In light of plaintiff's background,*fn3 it is not unreasonable
for prison officials to be overly cautious in dealings with him.
Additionally, given that Ms. Davis was never totally cleared of
any wrongdoing relating to the escape incident, and indeed is
apparently still suspected of playing a role in the attempt, it
would be within the discretion of prison and correctional
officials to deem her a possible security risk.*fn4 Were this
Court to hold otherwise, it would only serve to undermine the
considerable authority necessarily accorded them. Clearly, this
Court is in no position to second-guess the officials'
conclusions regarding necessary security measures garnered from
firsthand observation of the circumstances.

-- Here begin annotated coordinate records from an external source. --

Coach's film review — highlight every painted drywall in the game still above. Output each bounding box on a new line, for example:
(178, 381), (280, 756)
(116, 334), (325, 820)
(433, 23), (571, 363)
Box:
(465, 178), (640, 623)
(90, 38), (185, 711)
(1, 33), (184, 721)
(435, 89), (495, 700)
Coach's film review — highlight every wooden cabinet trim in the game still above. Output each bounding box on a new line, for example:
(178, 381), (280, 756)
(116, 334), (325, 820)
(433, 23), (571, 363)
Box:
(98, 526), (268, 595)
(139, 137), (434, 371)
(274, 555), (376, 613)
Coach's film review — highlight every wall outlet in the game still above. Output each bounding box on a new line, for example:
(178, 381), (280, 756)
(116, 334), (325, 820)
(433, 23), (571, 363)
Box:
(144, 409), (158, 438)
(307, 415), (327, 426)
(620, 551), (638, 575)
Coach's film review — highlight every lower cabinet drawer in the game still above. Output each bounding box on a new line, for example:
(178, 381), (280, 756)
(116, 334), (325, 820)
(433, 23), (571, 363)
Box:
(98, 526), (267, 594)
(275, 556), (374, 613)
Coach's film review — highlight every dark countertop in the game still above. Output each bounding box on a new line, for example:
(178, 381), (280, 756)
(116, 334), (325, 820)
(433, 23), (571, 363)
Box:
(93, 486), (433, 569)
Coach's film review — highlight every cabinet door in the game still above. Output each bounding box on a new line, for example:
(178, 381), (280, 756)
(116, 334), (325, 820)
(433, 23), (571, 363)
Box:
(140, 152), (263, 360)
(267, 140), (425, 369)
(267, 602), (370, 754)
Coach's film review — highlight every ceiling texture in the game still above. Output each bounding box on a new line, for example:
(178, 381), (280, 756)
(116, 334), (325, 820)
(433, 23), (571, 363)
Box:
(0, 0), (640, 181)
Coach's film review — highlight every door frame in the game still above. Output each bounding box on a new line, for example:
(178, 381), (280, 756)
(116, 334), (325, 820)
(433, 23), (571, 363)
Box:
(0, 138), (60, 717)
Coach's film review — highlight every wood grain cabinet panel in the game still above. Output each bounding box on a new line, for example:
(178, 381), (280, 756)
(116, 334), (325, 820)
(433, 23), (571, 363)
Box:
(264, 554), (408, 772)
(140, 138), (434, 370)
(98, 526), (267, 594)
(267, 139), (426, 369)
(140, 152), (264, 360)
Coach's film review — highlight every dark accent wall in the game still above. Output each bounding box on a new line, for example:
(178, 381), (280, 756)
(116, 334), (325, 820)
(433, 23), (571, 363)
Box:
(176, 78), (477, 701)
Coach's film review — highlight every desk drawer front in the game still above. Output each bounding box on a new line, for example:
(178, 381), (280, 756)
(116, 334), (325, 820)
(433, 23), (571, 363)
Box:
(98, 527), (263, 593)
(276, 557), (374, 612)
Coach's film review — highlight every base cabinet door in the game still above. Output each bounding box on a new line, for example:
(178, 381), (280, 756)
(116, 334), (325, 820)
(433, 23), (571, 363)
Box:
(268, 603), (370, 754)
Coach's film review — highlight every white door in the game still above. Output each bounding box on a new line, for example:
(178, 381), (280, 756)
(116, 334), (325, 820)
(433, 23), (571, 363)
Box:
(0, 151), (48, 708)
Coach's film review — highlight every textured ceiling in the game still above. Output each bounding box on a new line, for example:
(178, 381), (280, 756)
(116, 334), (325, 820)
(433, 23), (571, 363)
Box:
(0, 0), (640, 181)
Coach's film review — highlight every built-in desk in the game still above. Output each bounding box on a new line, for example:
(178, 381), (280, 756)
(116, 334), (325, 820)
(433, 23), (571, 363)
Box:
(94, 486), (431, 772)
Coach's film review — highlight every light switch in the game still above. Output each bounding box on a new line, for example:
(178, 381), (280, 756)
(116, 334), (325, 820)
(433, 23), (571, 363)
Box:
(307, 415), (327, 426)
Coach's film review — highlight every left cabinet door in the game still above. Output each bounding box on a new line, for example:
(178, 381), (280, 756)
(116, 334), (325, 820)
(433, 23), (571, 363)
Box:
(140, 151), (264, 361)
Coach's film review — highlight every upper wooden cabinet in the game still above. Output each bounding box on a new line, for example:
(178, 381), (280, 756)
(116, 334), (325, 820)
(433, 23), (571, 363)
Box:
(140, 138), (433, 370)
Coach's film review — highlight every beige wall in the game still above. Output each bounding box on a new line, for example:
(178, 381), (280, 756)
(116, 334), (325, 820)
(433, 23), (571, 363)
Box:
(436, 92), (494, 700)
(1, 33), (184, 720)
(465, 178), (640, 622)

That Ms. Davis was never conclusively found to be guilty of the
conduct alleged does not negate the prison officials'
determination. Security measures must only be a reasonable
response to the legitimate concerns of prison officials and need
not meet the test of any stricter scrutiny.

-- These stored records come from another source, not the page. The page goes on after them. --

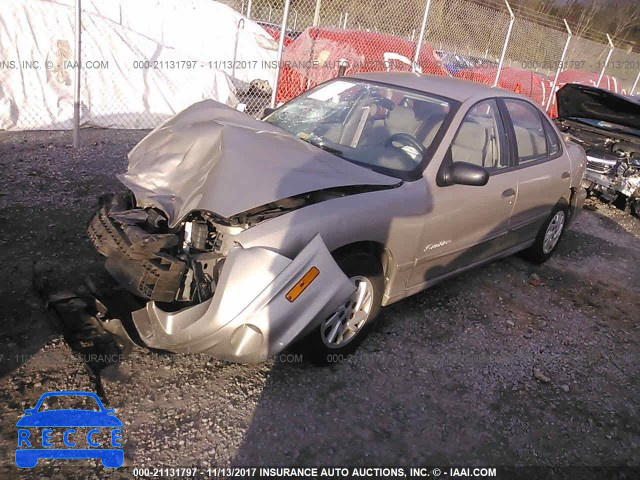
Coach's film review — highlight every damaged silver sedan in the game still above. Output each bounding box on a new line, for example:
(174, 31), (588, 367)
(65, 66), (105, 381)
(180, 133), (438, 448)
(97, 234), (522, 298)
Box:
(88, 73), (586, 363)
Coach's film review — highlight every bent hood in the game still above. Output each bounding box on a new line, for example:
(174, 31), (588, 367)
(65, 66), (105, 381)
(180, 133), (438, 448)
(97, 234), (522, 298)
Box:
(118, 100), (399, 226)
(556, 83), (640, 129)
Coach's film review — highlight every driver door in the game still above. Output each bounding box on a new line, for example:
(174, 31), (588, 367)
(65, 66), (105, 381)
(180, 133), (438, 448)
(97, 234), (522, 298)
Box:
(407, 99), (518, 293)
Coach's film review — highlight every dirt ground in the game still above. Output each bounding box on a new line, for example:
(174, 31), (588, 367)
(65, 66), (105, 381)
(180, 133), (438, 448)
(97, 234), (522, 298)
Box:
(0, 130), (640, 478)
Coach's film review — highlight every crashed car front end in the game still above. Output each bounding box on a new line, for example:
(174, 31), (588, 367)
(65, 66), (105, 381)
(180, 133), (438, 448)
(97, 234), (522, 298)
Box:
(88, 194), (355, 363)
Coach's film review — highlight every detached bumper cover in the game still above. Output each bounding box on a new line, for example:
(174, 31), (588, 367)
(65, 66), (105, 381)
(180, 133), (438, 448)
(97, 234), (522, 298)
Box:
(132, 235), (355, 363)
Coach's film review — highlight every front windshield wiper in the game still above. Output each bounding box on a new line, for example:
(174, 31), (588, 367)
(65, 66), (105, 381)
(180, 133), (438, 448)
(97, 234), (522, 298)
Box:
(298, 135), (342, 155)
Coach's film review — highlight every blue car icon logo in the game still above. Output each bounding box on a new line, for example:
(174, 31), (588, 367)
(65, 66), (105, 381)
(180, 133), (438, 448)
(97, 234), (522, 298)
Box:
(16, 392), (124, 468)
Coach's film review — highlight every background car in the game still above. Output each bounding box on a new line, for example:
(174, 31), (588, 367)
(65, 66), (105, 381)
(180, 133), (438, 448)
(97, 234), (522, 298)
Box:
(88, 73), (586, 362)
(556, 84), (640, 216)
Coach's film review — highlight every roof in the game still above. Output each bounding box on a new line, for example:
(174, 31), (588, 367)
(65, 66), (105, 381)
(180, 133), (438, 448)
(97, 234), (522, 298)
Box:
(349, 72), (510, 102)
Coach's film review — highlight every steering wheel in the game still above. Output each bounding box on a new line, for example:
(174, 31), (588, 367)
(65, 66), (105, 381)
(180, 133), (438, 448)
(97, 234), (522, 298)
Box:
(384, 133), (425, 157)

Bell v. Wolfish, supra; Inmates of Allegheny County Jail v.
Pierce, 612 F.2d 754, 759 (3rd Cir. 1979). No proof beyond a
reasonable doubt is therefore required before a stop-order can
issue. Given the circumstances of the case, the actions taken by
the officials in issuing the stop-order were clearly reasonable
and hence, proper.
In light of the foregoing, it is clear that plaintiff's
complaint, viewed in the light most favoring the plaintiff,
nevertheless fails to state a claim upon which relief can be
granted under 42 U.S.C. § 1983. The defendants' Motion to Dismiss
is therefore granted and the complaint is ordered dismissed.